La nature des questions reçues par l’Ordre est assez variée : elles concernent l’autodiagnostic, l’auto-certification (d’un certificat de maladie, d’incapacité de travail, ou de divers documents visant à obtenir des avantages sociaux), l’auto-prescription, etc.
En sa séance du 20 janvier 2024, le Conseil national a examiné les limites déontologiques des prestations médicales d’un médecin effectuées sur lui-même.
Les avis antérieurs du Conseil national concernant les prestations de soins effectuées sur soi-même (a130018[1], a135007[2], a137014[3], a145011[4], et a147002[5]) sont remplacés.
1. Généralités
L’article 10 du nouveau Code de déontologie médicale (2018) met en évidence un sujet jusqu’alors plutôt délaissé par la communauté médicale. L’article énonce que les médecins doivent être attentifs à leurs besoins et prendre soin d’eux-mêmes.
Prendre soin de soi, c’est être attentif à son bien-être et préserver sa propre santé, y compris par un style de vie sain. Cela évoque une dimension positive, qui n’a rien à voir avec le fait d’effectuer une prestation de soins sur soi-même ou de pratiquer l’auto-traitement, bien au contraire. Un médecin qui prend soin de lui accepte de se laisser soigner par un confrère quand c’est nécessaire.

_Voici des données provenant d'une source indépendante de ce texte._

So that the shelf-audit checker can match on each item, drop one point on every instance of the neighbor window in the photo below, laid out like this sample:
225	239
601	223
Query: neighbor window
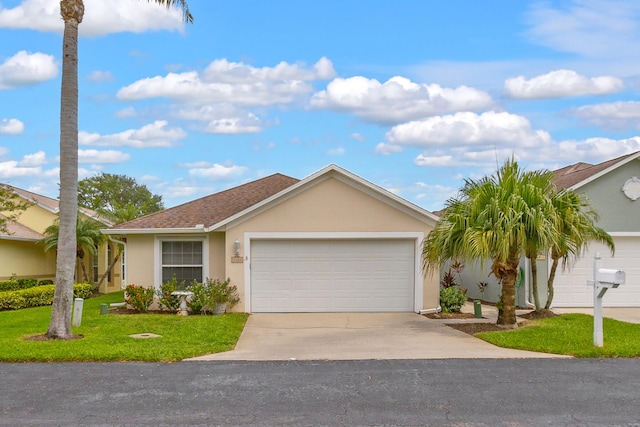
183	259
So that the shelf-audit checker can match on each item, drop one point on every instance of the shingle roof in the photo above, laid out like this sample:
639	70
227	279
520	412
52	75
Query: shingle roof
571	175
212	209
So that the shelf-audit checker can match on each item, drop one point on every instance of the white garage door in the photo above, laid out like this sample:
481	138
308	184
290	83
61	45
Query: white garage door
570	286
332	275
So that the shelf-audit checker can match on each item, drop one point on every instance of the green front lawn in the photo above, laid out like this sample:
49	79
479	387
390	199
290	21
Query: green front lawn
106	337
572	335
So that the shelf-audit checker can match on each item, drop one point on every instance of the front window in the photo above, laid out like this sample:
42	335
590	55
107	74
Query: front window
183	259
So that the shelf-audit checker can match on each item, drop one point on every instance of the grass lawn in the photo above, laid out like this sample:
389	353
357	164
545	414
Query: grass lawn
571	334
106	337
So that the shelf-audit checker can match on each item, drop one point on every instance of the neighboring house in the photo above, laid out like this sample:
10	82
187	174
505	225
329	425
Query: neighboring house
22	256
613	189
331	242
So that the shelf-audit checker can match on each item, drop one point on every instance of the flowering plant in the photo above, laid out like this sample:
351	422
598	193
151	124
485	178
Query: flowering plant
139	297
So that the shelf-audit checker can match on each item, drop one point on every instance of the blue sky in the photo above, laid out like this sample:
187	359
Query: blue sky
412	95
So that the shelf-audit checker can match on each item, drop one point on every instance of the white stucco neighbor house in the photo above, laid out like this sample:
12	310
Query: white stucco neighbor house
613	189
331	242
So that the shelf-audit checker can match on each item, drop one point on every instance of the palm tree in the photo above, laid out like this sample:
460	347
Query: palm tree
88	239
542	229
72	12
577	223
495	218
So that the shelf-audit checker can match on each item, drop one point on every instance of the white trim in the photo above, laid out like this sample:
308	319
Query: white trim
190	230
605	171
157	254
417	237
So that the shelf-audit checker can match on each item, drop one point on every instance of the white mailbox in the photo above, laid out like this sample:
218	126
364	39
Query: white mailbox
610	277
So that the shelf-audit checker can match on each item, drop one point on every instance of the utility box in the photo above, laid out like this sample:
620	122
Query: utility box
610	277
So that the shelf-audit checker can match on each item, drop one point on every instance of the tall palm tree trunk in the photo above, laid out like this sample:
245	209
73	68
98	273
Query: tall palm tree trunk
72	12
552	277
534	282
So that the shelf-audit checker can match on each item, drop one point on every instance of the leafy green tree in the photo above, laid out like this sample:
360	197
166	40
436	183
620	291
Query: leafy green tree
88	239
577	222
11	206
494	219
118	197
72	12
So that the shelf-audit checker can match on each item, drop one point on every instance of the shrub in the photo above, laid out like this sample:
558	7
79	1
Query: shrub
139	297
210	293
38	296
165	299
451	299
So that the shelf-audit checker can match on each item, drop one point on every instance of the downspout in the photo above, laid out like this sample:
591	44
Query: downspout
124	244
438	309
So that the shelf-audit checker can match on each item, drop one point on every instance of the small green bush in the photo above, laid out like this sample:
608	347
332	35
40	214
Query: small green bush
165	299
451	299
38	296
139	297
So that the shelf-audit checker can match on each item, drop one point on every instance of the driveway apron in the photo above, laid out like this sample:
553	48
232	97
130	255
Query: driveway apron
358	336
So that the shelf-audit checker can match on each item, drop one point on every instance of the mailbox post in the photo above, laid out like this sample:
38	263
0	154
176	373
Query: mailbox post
604	279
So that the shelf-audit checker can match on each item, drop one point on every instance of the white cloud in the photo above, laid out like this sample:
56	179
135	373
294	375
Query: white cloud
24	69
105	156
11	127
29	165
595	149
98	76
386	149
156	134
214	171
100	18
229	82
221	119
559	84
396	100
466	129
223	71
591	28
620	115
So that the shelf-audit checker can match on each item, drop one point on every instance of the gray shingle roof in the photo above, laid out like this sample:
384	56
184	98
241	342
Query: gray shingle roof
212	209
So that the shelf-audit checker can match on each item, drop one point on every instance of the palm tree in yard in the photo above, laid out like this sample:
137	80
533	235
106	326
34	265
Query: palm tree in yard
496	218
577	222
88	239
72	12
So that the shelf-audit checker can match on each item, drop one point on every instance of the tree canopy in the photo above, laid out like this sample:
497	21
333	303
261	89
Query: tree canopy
506	216
119	197
10	206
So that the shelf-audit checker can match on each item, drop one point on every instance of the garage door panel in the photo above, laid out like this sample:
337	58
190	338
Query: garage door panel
570	285
326	276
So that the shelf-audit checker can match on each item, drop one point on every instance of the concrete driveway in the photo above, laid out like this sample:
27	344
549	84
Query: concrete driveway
358	336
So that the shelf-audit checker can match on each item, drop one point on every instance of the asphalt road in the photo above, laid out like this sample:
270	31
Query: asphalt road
478	392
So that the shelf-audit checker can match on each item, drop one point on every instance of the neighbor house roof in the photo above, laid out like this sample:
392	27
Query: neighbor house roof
212	209
17	231
578	174
53	205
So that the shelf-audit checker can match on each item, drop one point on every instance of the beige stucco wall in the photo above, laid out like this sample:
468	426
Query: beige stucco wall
25	260
140	260
330	206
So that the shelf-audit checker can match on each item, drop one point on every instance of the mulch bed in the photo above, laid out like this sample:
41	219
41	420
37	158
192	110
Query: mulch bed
474	328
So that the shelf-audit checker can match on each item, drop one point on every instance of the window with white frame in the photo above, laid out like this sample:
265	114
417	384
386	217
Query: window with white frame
184	259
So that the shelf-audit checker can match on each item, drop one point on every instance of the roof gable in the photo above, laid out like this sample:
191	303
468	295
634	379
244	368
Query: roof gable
579	174
216	211
212	209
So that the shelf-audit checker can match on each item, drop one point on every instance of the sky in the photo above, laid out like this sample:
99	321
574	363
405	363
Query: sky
414	96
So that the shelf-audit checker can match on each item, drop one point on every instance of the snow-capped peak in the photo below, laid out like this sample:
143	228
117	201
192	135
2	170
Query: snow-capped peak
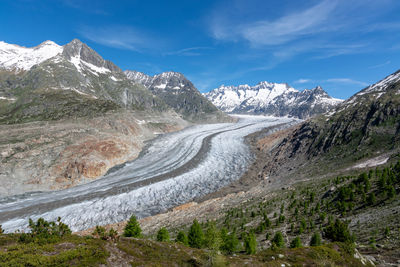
381	85
277	99
15	57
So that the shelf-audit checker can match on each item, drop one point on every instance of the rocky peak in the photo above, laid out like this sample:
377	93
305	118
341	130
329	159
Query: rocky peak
18	58
278	99
76	50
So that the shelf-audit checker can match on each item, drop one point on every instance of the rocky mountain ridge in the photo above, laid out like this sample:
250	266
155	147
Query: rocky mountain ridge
277	99
180	94
67	116
366	126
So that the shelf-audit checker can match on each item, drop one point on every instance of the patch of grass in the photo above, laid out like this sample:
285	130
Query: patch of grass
68	251
152	253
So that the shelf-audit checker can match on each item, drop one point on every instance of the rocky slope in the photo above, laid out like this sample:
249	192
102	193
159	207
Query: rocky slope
272	99
67	116
180	94
366	126
68	81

S’il n’est pas légalement interdit aux médecins d’effectuer une prestation de soins sur eux-mêmes, la déontologie déconseille cette pratique, en raison du manque d’objectivité et de professionnalisme qui lui sont indissociables. C’est pourquoi le Conseil national recommande à chaque médecin de ne pas y recourir et d’avoir son propre médecin traitant.
2. L’auto-prescription
Dans le monde entier, les médecins considèrent normal de se prescrire des médicaments. Notre pays ne fait pas figure d’exception [6].
Selon des études internationales [7] et l’analyse des demandes d’aides dans le cadre du parcours de « Médecins en Difficulté », la prévalence de l’abus de médicaments sur prescription chez les médecins est plus élevée que dans le reste de la population.
Plusieurs facteurs sont à l'origine de ce phénomène, notamment la facilité de l’accès aux ressources, un environnement professionnel stressant et de longues heures de travail. En raison de la pudeur, de la stigmatisation et de la tendance à minimiser les symptômes qui y sont liés, l'identification de la problématique est particulièrement difficile [8].
Les organismes de réglementation de plusieurs pays ont introduit des lignes directrices allant de l'interdiction totale de l'auto-prescription au rappel de la nécessité de consulter un confrère [9].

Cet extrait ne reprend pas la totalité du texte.